Auch die Vorgaben von Wiener Wohnen hinsichtlich der technischen Standards sowie der Nachhaltigkeitsstandards hielten sich demnach im Rahmen des Marktüblichen. Hier seien die Anforderungen von Mietern allgemein höher geworden, hielt der Gerichtshof fest. Und selbst an der langen Laufzeit des Mietvertrags – mit erstmaliger ordentlicher Kündigungsmöglichkeit nach 25 Jahren – stieß sich der EU-Gerichtshof nicht.

Was heißt das nun für andere Projekte? Wichtig ist vor allem ein bereits fertiger Architekturplan. „Angenommen, Wiener Wohnen hätte sich ein Gebäude mit dem Grundriss ,WW‘ bauen lassen: Das ginge nicht“, nennt Wolfgang Lauchner aus dem Vergaberechtsteam von Wolf Theiss ein plakatives Beispiel. Beim Innenausbau gehen die Mitbestimmungsmöglichkeiten jedoch weiter als gedacht. „Da kommt es auf die Marktüblichkeit an“, sagt Lauchner.

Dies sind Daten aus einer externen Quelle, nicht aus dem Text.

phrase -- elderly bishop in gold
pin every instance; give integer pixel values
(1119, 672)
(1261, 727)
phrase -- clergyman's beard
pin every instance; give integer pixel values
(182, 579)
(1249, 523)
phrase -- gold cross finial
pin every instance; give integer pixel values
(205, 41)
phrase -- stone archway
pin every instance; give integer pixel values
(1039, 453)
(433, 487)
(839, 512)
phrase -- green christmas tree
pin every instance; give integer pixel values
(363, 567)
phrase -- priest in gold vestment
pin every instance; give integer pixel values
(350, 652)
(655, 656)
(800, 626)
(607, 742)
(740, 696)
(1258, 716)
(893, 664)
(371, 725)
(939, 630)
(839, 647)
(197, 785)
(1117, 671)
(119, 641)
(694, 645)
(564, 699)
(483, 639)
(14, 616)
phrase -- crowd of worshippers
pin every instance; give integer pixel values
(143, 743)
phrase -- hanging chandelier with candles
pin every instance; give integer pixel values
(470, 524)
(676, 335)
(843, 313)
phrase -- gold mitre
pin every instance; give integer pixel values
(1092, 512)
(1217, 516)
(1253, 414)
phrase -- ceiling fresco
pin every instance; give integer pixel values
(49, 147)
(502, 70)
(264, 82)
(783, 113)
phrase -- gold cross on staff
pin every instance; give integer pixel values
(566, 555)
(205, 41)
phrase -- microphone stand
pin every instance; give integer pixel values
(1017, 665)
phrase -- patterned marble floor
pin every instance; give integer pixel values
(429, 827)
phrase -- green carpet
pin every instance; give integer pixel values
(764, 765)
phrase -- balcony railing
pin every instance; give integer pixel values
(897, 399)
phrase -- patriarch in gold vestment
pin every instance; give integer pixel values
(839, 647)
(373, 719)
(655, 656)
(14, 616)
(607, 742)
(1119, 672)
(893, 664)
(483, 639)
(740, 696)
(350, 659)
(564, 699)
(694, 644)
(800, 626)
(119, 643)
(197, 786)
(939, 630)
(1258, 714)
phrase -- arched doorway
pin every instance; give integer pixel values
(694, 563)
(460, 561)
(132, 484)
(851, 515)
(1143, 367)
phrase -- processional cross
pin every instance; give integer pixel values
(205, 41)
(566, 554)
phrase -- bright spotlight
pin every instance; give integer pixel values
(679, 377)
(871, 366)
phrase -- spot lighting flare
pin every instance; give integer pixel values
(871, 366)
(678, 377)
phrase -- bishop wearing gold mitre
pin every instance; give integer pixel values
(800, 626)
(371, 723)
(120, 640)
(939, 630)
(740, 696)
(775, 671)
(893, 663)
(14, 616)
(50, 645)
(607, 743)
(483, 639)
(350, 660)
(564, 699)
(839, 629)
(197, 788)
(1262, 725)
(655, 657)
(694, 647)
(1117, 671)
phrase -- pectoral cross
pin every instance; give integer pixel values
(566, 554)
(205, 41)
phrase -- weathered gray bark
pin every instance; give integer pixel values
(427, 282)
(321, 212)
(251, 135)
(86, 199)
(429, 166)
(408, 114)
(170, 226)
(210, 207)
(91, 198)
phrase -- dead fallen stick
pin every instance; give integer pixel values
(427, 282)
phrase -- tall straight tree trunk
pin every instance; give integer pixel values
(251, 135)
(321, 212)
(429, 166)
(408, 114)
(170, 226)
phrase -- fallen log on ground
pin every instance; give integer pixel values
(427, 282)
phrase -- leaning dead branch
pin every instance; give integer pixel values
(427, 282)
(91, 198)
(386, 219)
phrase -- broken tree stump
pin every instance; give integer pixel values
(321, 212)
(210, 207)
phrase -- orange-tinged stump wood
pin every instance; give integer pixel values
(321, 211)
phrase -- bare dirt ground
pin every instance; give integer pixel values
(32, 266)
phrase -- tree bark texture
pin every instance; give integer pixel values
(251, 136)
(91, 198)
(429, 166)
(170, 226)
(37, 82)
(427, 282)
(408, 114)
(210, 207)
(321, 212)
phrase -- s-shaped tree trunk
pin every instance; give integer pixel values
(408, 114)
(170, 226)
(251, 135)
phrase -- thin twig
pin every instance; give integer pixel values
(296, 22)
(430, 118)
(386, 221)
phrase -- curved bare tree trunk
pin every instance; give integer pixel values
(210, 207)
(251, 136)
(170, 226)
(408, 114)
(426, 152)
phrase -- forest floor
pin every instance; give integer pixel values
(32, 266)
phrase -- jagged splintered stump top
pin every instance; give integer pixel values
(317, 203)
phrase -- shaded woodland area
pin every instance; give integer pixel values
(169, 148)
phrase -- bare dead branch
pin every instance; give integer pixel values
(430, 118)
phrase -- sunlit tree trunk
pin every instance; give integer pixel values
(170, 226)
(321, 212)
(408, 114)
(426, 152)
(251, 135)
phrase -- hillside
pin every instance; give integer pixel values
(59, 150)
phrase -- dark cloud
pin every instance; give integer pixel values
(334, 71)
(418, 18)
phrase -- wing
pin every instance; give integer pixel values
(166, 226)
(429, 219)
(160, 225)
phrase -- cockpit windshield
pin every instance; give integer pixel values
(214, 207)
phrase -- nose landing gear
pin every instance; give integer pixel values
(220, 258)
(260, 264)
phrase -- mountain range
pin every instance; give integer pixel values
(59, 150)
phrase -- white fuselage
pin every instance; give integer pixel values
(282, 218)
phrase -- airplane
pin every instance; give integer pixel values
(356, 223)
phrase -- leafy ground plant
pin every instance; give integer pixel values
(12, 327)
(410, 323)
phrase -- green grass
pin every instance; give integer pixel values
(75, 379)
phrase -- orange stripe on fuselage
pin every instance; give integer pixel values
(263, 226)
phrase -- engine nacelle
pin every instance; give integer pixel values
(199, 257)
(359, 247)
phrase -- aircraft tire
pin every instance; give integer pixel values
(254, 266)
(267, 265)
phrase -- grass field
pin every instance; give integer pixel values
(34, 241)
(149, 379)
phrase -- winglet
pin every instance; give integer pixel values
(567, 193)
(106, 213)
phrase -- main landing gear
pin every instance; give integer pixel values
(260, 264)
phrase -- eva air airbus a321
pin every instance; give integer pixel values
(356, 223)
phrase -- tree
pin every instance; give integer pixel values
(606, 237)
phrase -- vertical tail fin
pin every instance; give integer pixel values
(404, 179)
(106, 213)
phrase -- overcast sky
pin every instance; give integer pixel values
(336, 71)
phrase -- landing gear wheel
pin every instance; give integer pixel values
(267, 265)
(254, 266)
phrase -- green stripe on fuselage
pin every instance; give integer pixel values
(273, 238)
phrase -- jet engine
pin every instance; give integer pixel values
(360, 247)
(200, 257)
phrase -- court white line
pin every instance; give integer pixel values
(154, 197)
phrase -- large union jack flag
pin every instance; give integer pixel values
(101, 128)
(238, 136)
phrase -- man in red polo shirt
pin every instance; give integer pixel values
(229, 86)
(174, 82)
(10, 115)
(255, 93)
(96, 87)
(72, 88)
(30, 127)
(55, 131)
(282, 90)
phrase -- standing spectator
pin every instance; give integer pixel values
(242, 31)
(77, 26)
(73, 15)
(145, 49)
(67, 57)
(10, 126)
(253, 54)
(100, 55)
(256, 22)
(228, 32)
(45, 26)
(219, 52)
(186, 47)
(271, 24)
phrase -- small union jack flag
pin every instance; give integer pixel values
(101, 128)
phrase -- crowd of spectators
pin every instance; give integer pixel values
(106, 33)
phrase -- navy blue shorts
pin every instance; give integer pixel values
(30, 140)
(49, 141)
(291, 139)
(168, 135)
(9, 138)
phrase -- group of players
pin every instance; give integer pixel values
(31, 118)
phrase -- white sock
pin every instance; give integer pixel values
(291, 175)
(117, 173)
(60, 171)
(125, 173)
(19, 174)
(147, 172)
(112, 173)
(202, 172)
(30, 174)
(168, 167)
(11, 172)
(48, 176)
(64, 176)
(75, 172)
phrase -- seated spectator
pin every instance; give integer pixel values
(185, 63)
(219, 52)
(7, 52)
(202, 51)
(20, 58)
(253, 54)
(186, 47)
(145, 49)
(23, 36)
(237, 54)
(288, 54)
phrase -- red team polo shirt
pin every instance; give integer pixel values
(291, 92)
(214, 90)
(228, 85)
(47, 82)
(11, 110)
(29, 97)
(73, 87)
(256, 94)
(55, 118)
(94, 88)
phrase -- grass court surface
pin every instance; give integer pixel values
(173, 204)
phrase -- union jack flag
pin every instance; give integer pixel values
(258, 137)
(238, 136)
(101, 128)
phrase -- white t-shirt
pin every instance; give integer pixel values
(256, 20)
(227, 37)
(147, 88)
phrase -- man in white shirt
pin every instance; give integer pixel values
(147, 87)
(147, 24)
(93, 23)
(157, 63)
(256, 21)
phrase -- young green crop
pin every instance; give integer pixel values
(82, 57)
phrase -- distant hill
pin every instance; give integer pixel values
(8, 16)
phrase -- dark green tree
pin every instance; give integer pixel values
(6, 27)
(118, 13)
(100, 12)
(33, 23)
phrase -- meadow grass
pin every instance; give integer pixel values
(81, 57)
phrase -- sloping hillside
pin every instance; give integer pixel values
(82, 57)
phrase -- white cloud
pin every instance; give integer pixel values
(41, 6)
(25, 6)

Folgen bei Verstoß „beinhart“

Erleichterungen bringt das jedenfalls bei gängigen Immobilien wie Bürogebäuden, bei denen die meisten Mieter, egal ob privat oder öffentlich, ähnliche Anforderungen stellen. Bei spezifischen Bauwerken, etwa bei Schulen oder Krankenhäusern, „bleibt es aber kritisch“, sagt Essletzbichler. Und eines gelte nach wie vor: „Wird doch ein Verstoß festgestellt, sind die Folgen beinhart.“ Dann muss laut EuGH der rechtskonforme Zustand hergestellt werden, koste es, was es wolle. Und das bedeutet in einem Fall wie diesem: Man muss den Mietvertrag auflösen. „Selbst ein Kündigungsverzicht nützt dann nichts.“

Speziell bei Verträgen mit langer Bindungsdauer wäre das „ein Supergau“, sagen beide Juristen. Zwar heißt es in den Erläuterungen zum österreichischen Bundesvergabegesetz (§ 366), dass man in einem solchen Fall nicht nur die Pflicht, sondern auch ein Recht zur einseitigen Vertragsauflösung habe – allerdings haben die Erläuterungen keine Gesetzeskraft. Faktisch müsste man sich in vielen Fällen aus dem Vertrag teuer hinauskaufen und für die Zeit bis dahin auch noch ein hohes Bußgeld zahlen.

Hat man (private) Untermieter, kommen deren Entschädigungsansprüche dazu. Und dann ist da noch das faktische Problem, als Mieter rasch einen neuen Standort – und als Vermieter einen neuen Mieter finden zu müssen. Fazit: Vorsicht bleibt auch nach diesem Urteil geboten.